Security by Obscurity#

Which of these is easier to guess?

• GET mycool.app/requests/33
• GET mycool.app/requests/33?access_token=5801a305-2ac9-40da-9d2b-cf783c42004e
• GET mycool.app/requests/166112eb-579e-42cd-96e8-f92f5c76ca1b?access_token=9c25e6e5-fc56-422a-a66c-a0b87b4288dd

If you’re going to be distributing links or other things that need to be available to the public, your best bet is going to be making them hard to guess. Any resource that is public should not be using an auto-incrementing ID, and if there’s an expectation of privacy from your customers it might be best to stack 2 UUIDs, one as the resource identifier and one as a public access token.

UUIDs aren’t the only option here, either. JWTs can be used in interesting ways to ensure that data hasn’t been tampered with via encryption.

Rate Limiting#

Another way you can mitigate bad actors is rate limiting important routes.
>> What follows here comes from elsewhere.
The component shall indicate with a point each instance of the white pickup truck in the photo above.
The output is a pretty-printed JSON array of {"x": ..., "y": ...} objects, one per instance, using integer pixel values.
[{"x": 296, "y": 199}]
A general way is limiting requests per IP in a certain timeframe, but this is a fairly solved problem so many different approaches exist. You don’t want people bruteforcing passwords (or resource IDs) without some measure of prevention.

There are some hilarious ways of doing this; for example, marking someone who is clearly bruteforcing and giving them errors even when they are successful, or artificially slowing down each request they make. Anything you can do to induce frustration into bad actors goes toward added security.

Reading#

• Read: Dependency Injection: Principles, Practices, and Patterns (or on Google Books) – try reading Chapter 1 if you can find it for free.